Hasbani Daphne M, Perez Francisco A, Palmiter Richard D, O'Malley Karen L
Department of Anatomy and Neurobiology, Washington University School of Medicine, St. Louis, Missouri 63110, USA.
J Neurosci. 2005 Oct 12;25(41):9428-33. doi: 10.1523/JNEUROSCI.0130-05.2005.

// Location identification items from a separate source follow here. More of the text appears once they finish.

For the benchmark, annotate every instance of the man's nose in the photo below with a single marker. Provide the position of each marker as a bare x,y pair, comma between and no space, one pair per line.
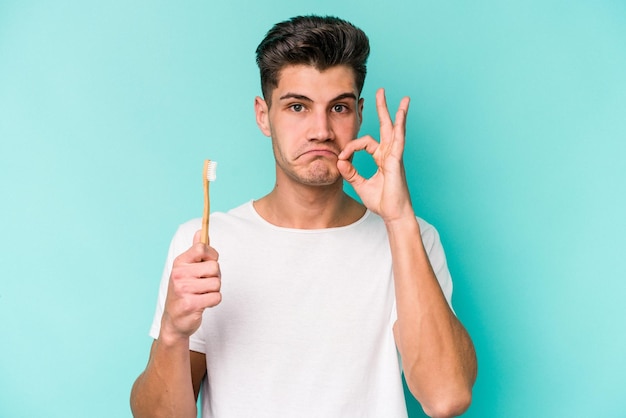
320,128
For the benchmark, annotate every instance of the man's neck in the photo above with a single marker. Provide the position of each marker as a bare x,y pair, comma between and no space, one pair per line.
309,207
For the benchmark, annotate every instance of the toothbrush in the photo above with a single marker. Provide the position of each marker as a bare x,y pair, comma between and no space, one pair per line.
208,175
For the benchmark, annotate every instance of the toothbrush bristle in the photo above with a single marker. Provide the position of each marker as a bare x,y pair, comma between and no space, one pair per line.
211,172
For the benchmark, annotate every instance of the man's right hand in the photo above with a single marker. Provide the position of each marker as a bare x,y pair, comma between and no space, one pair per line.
194,285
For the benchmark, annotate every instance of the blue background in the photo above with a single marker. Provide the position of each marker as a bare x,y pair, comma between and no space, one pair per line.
516,144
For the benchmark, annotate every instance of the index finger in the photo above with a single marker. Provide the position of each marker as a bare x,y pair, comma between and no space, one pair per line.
382,110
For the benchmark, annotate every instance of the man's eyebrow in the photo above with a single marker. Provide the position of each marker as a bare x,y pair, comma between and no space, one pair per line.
295,96
348,95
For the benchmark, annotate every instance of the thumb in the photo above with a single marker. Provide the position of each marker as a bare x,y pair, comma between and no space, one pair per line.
349,173
197,237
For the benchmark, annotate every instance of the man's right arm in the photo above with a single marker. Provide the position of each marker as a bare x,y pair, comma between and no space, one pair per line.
169,387
170,384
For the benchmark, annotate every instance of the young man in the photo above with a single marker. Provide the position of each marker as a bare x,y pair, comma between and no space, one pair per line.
324,301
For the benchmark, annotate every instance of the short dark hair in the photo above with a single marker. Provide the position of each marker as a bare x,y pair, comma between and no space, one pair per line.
318,41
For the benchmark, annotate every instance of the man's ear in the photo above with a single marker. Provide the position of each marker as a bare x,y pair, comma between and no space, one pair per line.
261,110
360,110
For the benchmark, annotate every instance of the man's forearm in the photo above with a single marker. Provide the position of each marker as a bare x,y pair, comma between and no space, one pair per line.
165,388
437,354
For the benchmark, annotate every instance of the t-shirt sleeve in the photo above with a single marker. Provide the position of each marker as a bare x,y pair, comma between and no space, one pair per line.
182,240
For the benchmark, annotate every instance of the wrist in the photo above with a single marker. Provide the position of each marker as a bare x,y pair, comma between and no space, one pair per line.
170,337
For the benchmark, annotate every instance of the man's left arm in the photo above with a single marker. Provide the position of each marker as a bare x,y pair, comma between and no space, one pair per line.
438,356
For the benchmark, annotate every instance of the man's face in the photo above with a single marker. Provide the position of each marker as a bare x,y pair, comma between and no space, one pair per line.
312,116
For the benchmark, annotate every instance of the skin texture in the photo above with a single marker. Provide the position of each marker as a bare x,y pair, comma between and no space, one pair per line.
313,121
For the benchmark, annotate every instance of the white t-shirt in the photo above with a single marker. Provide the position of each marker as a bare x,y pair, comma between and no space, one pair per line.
304,328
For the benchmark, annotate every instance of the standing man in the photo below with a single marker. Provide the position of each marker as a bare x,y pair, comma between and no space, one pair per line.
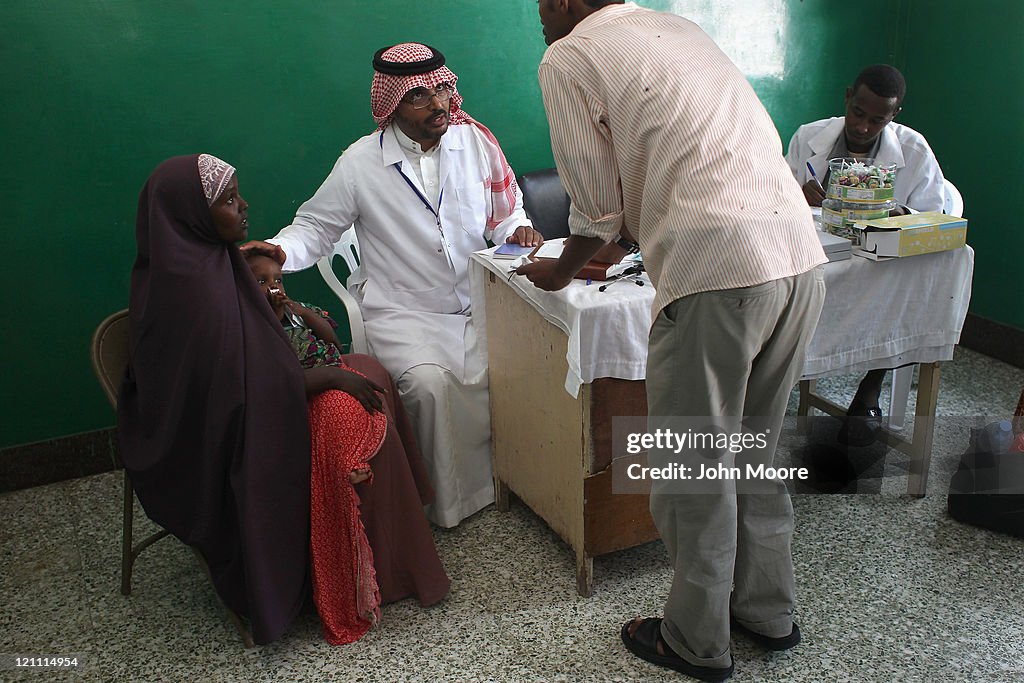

Dopamine (DA) has been postulated to play a role in the loss of dopaminergic substantia nigra (SN) neurons in Parkinson's disease because of its propensity to oxidize and form quinones and other reactive oxygen species that can alter cellular function. Moreover, DA depletion can attenuate dopaminergic cell loss in vitro. To test the contribution of DA to SN impairment in vivo, we used DA-deficient mice, which lack the enzyme tyrosine hydroxylase in dopaminergic cells, and mice pharmacologically depleted of DA by alpha-methyl-p-tyrosine pretreatment. Mice were treated with 1-methyl-4-phenyl-1,2,3,6-tetrahydropyridine (MPTP), a toxin that produces parkinsonian pathology in humans, nonhuman primates, and rodents. In contrast to in vitro results, genetic or pharmacologic DA depletion did not attenuate loss of dopaminergic neurons in the SN or dopaminergic neuron terminals in the striatum. These results suggest that DA does not contribute to acute MPTP toxicity in vivo.
多巴胺(DA)被推测在帕金森病中黑质多巴胺能神经元的丢失中起作用,因为它易于氧化并形成醌类和其他活性氧物质,这些物质可改变细胞功能。此外,多巴胺耗竭可在体外减轻多巴胺能细胞的损失。为了测试多巴胺对体内黑质损伤的作用,我们使用了多巴胺能细胞中缺乏酪氨酸羟化酶的多巴胺缺乏小鼠,以及通过α-甲基对酪氨酸预处理在药理学上耗尽多巴胺的小鼠。用1-甲基-4-苯基-1,2,3,6-四氢吡啶(MPTP)处理小鼠,MPTP是一种在人类、非人灵长类动物和啮齿动物中产生帕金森病病理的毒素。与体外结果相反,基因或药理学上的多巴胺耗竭并没有减轻黑质中多巴胺能神经元或纹状体中多巴胺能神经元终末的损失。这些结果表明,多巴胺对体内急性MPTP毒性没有作用。